These give a kind of splitting theorem for axiomatic systems which satisfy the hypotheses of GODEL's theorem. "DEE runs" and "DUM runs" are both unprovable in S, since proving either one leads to a contradiction. "consis(S)" implies "DEE runs & DUM runs", and conversely "DEE runs & DUM runs" implies consis(S).
So if S is inconsistent, then one of TWEEDLEDEE or TWEEDLEDUM has to halt But which one? This is not decidable in S. That is, S+"DEE runs" is a theory which is strictly stronger than S, since it proves "DEE runs", but is weaker than S+"consis(S)" because it cannot prove "DUM runs".

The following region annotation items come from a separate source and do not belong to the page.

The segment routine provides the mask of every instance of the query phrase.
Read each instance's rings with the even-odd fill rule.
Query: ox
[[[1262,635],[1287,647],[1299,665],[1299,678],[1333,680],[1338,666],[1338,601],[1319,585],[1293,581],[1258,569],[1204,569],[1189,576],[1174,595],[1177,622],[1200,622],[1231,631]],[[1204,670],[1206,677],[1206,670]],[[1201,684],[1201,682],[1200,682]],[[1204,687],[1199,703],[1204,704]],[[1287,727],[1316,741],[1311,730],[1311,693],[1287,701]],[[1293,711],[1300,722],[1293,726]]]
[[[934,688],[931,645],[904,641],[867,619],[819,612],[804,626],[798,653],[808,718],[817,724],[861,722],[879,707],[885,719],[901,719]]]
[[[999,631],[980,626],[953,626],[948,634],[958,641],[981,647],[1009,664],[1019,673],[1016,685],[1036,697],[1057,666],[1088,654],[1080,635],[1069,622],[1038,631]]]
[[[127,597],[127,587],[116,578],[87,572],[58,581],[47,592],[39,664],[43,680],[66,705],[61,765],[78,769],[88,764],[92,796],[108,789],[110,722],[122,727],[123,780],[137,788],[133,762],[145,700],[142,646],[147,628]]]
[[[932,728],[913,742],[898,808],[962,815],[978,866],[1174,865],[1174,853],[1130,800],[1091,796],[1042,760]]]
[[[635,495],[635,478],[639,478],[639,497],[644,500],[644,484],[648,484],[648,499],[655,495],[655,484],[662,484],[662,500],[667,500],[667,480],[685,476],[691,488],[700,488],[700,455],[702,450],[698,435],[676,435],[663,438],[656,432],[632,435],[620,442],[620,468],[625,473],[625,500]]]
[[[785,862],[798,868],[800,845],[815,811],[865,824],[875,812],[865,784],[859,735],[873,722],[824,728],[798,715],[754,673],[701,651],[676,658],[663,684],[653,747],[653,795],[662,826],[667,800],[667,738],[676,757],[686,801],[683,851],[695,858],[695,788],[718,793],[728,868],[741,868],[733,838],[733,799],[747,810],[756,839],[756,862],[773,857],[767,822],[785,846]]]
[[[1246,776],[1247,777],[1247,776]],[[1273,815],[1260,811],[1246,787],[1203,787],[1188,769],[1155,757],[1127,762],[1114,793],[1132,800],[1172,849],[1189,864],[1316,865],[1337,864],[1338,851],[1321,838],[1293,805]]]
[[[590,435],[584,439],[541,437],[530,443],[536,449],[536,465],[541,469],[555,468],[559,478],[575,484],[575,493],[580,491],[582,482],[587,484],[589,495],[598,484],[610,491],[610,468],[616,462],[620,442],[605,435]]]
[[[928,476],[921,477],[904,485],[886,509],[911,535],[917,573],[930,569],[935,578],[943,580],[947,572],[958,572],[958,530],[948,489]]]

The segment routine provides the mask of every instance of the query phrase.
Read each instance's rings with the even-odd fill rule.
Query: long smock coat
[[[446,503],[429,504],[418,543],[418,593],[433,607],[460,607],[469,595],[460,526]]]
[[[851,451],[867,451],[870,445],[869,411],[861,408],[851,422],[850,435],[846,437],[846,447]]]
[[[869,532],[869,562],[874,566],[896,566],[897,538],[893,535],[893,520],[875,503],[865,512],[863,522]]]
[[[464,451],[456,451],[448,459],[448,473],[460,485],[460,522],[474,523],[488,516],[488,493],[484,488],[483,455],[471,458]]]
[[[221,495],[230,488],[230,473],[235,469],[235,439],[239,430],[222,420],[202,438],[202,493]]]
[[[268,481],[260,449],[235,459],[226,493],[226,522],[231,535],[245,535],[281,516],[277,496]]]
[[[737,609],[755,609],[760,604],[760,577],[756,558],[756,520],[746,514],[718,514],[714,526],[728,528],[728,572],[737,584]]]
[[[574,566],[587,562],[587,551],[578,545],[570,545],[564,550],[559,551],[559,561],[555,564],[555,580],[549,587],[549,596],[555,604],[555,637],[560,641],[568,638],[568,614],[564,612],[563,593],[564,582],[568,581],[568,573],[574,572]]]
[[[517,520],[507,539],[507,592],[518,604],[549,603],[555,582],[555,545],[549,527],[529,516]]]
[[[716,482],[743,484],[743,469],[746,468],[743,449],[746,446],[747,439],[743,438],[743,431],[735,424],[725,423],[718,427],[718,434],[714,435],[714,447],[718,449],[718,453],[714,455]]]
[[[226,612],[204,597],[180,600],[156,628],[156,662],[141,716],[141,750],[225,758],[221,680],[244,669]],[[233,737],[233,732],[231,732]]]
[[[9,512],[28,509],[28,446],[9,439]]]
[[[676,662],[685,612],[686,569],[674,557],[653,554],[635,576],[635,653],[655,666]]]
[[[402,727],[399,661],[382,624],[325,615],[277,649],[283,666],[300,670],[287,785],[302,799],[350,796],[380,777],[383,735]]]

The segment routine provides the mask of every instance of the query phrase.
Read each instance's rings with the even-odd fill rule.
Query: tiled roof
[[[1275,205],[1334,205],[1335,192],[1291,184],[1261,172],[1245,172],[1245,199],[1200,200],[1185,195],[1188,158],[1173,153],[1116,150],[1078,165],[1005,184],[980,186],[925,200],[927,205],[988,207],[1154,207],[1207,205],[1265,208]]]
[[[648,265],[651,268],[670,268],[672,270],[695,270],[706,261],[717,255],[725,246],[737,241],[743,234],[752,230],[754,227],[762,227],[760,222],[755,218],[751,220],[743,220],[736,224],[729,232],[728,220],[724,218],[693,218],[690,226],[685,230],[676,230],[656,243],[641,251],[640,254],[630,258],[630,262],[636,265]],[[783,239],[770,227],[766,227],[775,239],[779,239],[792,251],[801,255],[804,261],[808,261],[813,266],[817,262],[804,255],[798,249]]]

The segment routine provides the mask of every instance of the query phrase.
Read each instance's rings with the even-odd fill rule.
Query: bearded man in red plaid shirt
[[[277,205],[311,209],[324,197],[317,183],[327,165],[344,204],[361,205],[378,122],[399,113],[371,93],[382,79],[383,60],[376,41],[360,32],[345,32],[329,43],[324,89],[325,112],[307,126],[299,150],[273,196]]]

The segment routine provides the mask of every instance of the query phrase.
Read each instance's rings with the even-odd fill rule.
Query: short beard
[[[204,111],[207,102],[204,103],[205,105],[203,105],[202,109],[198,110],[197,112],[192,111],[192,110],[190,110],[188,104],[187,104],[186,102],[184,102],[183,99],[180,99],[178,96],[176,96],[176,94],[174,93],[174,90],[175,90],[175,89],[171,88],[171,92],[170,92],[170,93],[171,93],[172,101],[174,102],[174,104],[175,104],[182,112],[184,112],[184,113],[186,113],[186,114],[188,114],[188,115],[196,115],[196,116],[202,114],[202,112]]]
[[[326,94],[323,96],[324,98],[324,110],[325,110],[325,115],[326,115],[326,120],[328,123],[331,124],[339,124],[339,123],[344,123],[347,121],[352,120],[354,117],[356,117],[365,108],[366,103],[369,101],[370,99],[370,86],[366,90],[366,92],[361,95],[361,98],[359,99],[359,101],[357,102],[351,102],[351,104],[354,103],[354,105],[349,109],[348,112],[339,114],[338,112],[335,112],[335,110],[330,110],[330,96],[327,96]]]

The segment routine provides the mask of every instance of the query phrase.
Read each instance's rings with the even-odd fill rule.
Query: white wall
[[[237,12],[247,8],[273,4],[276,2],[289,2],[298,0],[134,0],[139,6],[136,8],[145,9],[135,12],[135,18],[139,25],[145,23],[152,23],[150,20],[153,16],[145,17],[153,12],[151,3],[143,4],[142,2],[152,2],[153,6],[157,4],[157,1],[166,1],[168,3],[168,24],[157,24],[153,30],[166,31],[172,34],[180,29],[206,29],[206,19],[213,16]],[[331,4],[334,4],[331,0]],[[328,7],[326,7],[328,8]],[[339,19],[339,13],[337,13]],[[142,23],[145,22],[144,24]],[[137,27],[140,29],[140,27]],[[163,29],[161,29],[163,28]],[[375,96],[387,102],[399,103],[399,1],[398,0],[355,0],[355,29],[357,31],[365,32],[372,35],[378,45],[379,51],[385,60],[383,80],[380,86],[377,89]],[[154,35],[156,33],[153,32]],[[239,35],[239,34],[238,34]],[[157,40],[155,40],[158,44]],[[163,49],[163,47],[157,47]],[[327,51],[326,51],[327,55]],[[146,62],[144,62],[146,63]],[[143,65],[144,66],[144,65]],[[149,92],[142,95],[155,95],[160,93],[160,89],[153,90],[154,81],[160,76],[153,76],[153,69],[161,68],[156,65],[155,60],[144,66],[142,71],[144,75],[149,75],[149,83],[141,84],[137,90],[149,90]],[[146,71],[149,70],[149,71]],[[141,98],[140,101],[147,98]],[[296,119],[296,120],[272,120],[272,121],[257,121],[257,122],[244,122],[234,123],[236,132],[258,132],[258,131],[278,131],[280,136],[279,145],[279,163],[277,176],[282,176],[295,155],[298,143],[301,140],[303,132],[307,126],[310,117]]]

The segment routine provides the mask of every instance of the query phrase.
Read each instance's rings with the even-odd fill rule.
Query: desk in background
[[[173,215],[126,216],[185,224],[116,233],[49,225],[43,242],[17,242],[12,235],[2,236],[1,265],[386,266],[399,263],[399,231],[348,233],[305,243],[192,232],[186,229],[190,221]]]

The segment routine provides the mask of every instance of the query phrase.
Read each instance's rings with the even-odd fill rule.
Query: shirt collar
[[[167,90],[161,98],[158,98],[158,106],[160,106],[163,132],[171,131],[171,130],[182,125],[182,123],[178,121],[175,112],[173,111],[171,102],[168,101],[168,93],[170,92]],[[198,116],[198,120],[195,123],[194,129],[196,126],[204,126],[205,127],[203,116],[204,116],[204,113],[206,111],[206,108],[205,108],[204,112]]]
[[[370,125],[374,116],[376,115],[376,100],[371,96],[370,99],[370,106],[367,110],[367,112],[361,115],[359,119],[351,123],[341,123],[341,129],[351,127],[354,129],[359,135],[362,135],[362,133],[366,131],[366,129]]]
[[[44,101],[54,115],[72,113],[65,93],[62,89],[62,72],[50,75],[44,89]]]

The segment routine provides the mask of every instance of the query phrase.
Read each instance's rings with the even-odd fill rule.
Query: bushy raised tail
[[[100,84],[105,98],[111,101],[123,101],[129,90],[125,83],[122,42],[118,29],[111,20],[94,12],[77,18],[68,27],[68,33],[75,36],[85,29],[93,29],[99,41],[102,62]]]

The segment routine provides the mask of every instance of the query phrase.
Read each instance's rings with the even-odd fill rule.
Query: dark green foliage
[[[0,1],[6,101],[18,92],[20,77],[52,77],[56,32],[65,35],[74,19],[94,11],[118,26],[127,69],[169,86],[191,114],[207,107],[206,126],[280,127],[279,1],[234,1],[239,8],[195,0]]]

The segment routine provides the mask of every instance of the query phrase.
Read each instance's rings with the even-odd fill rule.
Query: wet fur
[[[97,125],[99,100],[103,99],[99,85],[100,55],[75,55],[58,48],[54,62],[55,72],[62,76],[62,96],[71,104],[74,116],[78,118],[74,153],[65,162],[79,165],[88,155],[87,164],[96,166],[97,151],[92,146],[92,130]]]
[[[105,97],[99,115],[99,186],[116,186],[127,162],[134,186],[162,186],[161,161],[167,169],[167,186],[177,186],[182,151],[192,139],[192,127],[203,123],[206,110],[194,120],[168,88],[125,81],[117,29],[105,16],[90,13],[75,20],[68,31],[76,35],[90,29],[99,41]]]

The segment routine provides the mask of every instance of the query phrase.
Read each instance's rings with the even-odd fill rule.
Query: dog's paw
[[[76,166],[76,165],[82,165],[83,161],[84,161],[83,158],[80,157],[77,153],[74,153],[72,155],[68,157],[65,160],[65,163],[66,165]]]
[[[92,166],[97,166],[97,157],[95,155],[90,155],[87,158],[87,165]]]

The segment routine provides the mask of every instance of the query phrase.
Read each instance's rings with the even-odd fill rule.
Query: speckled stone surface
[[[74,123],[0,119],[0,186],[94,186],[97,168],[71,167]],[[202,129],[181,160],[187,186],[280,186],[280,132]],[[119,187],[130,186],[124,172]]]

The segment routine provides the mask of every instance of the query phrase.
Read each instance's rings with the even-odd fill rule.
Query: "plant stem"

To prove this, note that S proves "DEE runs or DUM runs", i.e. "DEE halts implies DUM runs". So if S also proved "DEE runs implies DUM runs", it would prove plain old "DUM runs", which is impossible.
The reason for the spurious print statement is just to make absolutely sure that the programs DEE and DUM, which are so similar, don't end up identical, which would wreck the proof (this subtlety is hard to see if you don't unpack the construction into an explicit program, but it is also easy to avoid by using different variable names, or extra spaces, or whatever).
This construction is strictly stronger than GODEL's. It shows that for any sound system S, the implication "DEE runs implies DUM runs" is unprovable. The construction provides a proof of Godel's theorem, although it is similar to ROSSER (The statement DEE halts is provably NOT the negation of "DUM halts", that's the whole point)
I wondered if this construction was in the literature for a long time. I recently ran across it in "The Realm of Ordinal Analysis" by Michael Rathjen (proposition 2.17 on page 14). He couldn't find it in the rest of the literature, but the methods are sufficiently well known (and sufficiently close to Rosser's) to make it folklore. But, as emphasized by Rathjen, the result is significantly stronger than the usual theorems.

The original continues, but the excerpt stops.